Carter It was a Corporation for Public Broadcasting competition. I was up against Julia Sweeney (who originated the role of Saturday Night Live’s “Pat”), and New York Times food writer and bestselling author Mark Bittman, so I was a long-shot. But our team included Peabody Award winning producer Magre Ostruchko, and others whose work you hear on NPR all the time. They really took the time to experiment with me in different types of recording situations. We discovered how I can work best, and then designed shows around that. The first season is online at thepromisedland.org, and includes those experiments. The second season, which we are recording now, is a refinement of that research and development phase. They should broadcast on public radio stations across the U.S. this fall. Last year we were carried by over 150 stations and most of the top markets.

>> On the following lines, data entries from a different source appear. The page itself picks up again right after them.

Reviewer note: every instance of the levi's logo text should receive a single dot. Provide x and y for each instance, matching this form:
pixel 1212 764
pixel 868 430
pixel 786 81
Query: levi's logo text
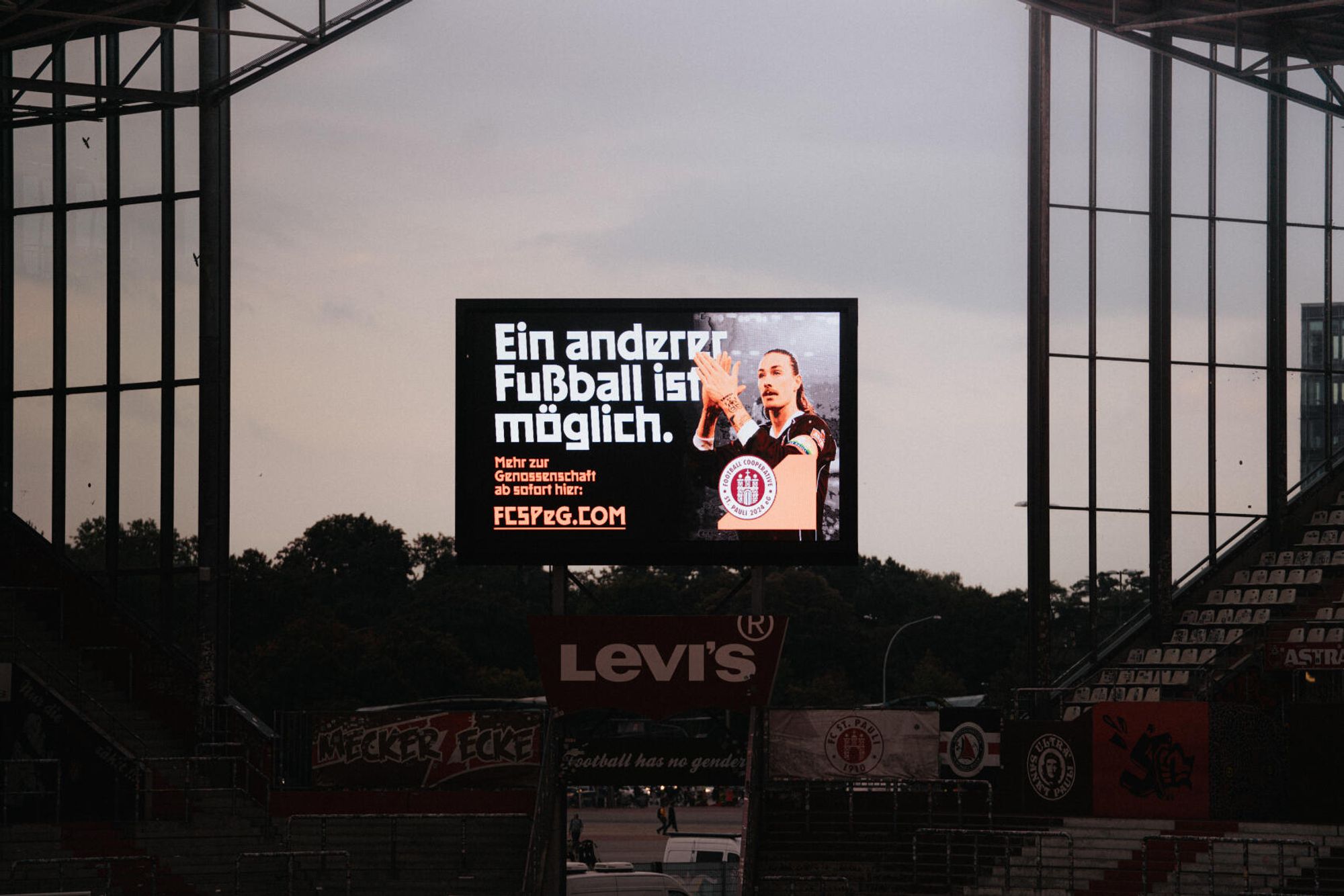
pixel 658 666
pixel 620 663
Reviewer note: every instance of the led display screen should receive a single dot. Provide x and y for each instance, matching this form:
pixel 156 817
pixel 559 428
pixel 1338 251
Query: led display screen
pixel 595 432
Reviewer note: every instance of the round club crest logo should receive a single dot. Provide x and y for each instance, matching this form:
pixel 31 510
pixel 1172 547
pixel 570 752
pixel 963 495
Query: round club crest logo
pixel 1050 768
pixel 747 487
pixel 854 746
pixel 967 750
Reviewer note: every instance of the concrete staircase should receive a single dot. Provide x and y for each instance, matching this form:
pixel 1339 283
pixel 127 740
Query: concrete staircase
pixel 1108 858
pixel 193 823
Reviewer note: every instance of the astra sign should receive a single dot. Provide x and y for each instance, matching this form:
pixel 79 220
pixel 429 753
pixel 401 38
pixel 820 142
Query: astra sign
pixel 658 666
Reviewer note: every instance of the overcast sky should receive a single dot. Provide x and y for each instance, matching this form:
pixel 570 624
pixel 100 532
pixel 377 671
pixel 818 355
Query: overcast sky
pixel 601 148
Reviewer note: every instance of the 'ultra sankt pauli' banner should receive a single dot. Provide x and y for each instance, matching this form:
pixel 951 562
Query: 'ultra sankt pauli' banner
pixel 655 431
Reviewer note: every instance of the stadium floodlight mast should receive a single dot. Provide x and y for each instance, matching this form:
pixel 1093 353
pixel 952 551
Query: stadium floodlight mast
pixel 888 656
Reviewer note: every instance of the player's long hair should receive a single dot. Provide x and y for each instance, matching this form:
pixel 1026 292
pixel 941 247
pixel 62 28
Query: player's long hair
pixel 800 400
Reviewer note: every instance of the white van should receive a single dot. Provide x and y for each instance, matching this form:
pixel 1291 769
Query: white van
pixel 627 883
pixel 702 848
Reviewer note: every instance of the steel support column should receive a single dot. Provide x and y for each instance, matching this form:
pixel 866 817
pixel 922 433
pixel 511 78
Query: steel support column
pixel 1161 341
pixel 213 605
pixel 60 312
pixel 167 334
pixel 1276 308
pixel 6 291
pixel 1212 334
pixel 1092 345
pixel 112 559
pixel 1038 349
pixel 553 877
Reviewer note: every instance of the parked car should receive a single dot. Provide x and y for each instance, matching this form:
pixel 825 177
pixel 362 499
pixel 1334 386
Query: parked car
pixel 624 883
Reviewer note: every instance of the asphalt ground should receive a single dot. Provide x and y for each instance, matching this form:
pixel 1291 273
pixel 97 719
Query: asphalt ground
pixel 631 835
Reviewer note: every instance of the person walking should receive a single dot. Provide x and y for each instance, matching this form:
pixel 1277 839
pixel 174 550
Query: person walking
pixel 576 832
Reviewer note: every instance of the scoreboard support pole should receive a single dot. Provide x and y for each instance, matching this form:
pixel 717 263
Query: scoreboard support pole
pixel 553 882
pixel 756 761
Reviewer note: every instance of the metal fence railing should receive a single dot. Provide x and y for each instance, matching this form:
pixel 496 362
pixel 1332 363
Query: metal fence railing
pixel 290 856
pixel 882 805
pixel 34 796
pixel 174 785
pixel 1253 863
pixel 100 867
pixel 803 886
pixel 976 856
pixel 389 846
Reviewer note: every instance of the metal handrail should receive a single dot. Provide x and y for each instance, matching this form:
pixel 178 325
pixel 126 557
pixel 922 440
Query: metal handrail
pixel 979 834
pixel 190 789
pixel 1245 843
pixel 291 855
pixel 6 792
pixel 85 860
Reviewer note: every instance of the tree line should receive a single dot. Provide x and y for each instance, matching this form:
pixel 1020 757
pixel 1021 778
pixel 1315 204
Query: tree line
pixel 357 613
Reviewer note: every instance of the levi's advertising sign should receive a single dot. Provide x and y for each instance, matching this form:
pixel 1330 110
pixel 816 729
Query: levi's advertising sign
pixel 658 666
pixel 657 432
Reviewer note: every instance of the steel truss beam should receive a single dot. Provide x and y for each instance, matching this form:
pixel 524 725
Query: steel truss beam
pixel 1229 17
pixel 110 100
pixel 1241 76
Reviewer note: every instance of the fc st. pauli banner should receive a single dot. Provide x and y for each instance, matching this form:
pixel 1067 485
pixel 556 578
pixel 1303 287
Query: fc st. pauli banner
pixel 587 431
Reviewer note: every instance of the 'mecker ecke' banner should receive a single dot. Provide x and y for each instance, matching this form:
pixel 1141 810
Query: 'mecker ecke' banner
pixel 814 745
pixel 657 431
pixel 658 666
pixel 443 750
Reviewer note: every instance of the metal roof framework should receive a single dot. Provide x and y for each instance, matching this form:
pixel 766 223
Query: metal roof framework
pixel 46 97
pixel 1268 41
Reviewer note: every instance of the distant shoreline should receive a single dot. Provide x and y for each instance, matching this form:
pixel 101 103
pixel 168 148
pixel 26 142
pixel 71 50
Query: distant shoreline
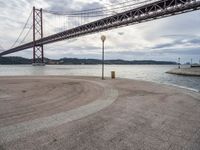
pixel 77 61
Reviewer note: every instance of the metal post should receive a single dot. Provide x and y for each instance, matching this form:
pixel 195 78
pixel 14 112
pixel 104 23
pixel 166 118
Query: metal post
pixel 102 60
pixel 33 34
pixel 179 63
pixel 103 38
pixel 42 50
pixel 38 55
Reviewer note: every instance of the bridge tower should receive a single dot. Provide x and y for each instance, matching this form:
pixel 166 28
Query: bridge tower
pixel 38 53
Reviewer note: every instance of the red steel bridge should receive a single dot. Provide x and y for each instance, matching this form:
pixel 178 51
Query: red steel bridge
pixel 146 11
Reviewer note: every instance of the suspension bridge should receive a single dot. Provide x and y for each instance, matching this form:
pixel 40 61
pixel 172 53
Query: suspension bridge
pixel 93 21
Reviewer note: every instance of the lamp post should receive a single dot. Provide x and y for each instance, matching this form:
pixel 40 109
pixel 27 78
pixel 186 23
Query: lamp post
pixel 103 38
pixel 179 63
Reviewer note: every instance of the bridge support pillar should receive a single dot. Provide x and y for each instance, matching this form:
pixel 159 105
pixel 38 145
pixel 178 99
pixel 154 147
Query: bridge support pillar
pixel 38 52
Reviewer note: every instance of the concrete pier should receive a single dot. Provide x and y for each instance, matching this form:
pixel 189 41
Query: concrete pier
pixel 93 114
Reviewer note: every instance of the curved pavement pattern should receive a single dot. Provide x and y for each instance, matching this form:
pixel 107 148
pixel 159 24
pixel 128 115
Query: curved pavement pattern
pixel 103 115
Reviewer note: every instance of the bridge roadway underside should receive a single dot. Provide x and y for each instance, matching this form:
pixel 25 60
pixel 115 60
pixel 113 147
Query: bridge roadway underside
pixel 156 10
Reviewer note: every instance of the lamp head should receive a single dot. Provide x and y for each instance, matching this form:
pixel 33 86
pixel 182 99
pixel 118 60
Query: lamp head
pixel 103 38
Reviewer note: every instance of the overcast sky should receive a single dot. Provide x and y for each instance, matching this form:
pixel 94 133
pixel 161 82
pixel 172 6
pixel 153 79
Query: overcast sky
pixel 163 39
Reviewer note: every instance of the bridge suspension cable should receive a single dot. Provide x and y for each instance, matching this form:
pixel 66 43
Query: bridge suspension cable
pixel 105 10
pixel 22 31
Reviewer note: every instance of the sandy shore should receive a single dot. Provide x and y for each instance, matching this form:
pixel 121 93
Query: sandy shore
pixel 186 71
pixel 88 113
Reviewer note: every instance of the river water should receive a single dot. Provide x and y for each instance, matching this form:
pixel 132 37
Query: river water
pixel 154 73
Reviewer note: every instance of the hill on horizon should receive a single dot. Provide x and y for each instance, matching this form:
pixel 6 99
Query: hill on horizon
pixel 77 61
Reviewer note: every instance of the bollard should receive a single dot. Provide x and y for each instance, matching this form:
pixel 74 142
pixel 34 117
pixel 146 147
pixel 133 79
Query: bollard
pixel 113 74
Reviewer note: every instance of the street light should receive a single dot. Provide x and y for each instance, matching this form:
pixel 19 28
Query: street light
pixel 103 38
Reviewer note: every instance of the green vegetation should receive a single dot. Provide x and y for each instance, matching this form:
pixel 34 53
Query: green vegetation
pixel 76 61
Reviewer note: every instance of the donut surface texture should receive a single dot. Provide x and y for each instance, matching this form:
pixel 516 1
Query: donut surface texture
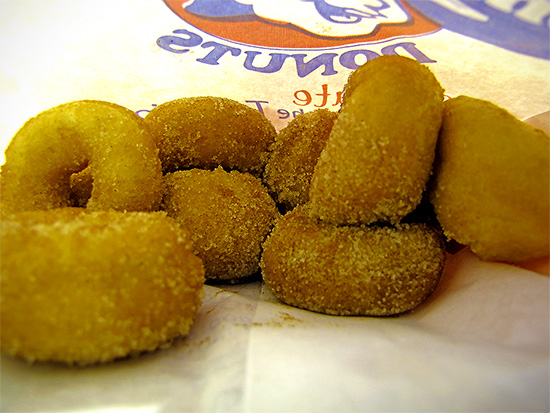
pixel 345 270
pixel 380 151
pixel 294 154
pixel 82 287
pixel 227 214
pixel 490 187
pixel 207 132
pixel 61 141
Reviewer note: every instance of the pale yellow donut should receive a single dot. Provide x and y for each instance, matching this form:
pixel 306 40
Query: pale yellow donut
pixel 380 151
pixel 351 270
pixel 81 286
pixel 491 181
pixel 61 141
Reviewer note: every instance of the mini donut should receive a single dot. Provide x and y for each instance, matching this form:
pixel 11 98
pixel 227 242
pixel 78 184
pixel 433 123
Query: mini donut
pixel 228 215
pixel 206 132
pixel 83 287
pixel 490 188
pixel 294 154
pixel 351 270
pixel 109 138
pixel 379 154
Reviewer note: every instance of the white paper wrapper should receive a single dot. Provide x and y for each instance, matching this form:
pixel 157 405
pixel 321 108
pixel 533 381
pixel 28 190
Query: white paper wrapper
pixel 481 342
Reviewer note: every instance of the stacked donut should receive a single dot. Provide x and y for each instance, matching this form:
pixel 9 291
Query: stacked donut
pixel 345 249
pixel 111 223
pixel 395 169
pixel 103 255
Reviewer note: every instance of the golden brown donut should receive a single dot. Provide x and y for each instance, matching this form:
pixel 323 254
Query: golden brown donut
pixel 351 270
pixel 379 155
pixel 206 132
pixel 294 154
pixel 61 141
pixel 81 286
pixel 490 188
pixel 228 215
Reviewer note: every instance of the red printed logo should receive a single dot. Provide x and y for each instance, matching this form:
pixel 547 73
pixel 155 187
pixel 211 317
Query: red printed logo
pixel 303 24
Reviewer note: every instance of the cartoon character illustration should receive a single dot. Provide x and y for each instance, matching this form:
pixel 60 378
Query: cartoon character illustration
pixel 520 26
pixel 332 18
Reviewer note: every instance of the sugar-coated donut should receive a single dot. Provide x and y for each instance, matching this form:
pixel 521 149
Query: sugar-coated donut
pixel 351 270
pixel 294 154
pixel 379 154
pixel 206 132
pixel 490 188
pixel 228 215
pixel 81 286
pixel 109 138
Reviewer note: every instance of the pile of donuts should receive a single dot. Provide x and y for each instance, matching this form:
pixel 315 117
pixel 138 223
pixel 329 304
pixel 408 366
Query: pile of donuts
pixel 111 224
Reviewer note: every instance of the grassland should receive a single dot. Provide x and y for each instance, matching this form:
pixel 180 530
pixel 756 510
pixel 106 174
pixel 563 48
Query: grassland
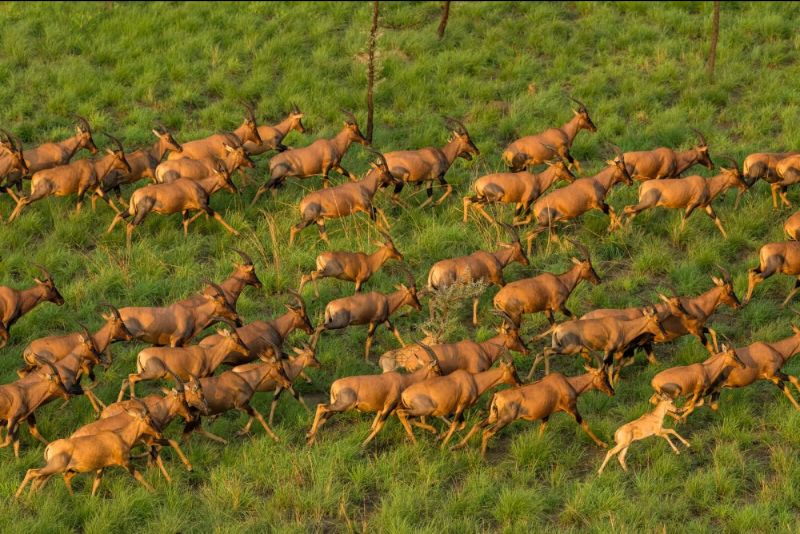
pixel 502 67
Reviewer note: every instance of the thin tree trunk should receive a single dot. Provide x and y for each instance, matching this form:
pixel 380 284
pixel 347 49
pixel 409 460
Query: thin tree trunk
pixel 371 69
pixel 445 15
pixel 712 53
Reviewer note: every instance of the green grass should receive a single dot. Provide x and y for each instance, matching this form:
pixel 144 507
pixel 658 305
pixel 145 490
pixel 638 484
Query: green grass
pixel 505 69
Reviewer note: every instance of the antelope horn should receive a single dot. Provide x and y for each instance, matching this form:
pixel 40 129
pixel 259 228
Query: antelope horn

This second season we are distributed by American Public Media (Market Place, Prairie Home Companion, and Speaking of Faith), so I am very excited to be a part of that group!
Changemakers Now that you have some experience as a co-host of The Green program on the Sundance Channel, what would you like to do next with television?
Carter I’ve been doing my short pieces for the Sundance Channel for three years now. It has been an excellent relationship – Robert Redford is an angel, and the people who have been attracted to his work are exactly the kind of folks I enjoy working with. For the next round, we are putting some really great ideas together to make a show about local victories and challenges all over America. It’s is very much in line with the goals of the Strong Communities competition – but we have to “sex it up” a bit for TV.
Changemakers You’ve led a very full life already and are writing an autobiography. What can we look forward to learning about you that we don't know yet?
Carter This book is like a love letter to my community and every other one that yearns to be better. Hopefully, readers will learn that I am not all that remarkable. There are great people everywhere doing the things that will lead to better lives for everyone. My path into this work was purely accidental, and anyone can join in on making their neighborhood better at any age. It’s fun, it’s smart, and it creates wealth for a broad range of people.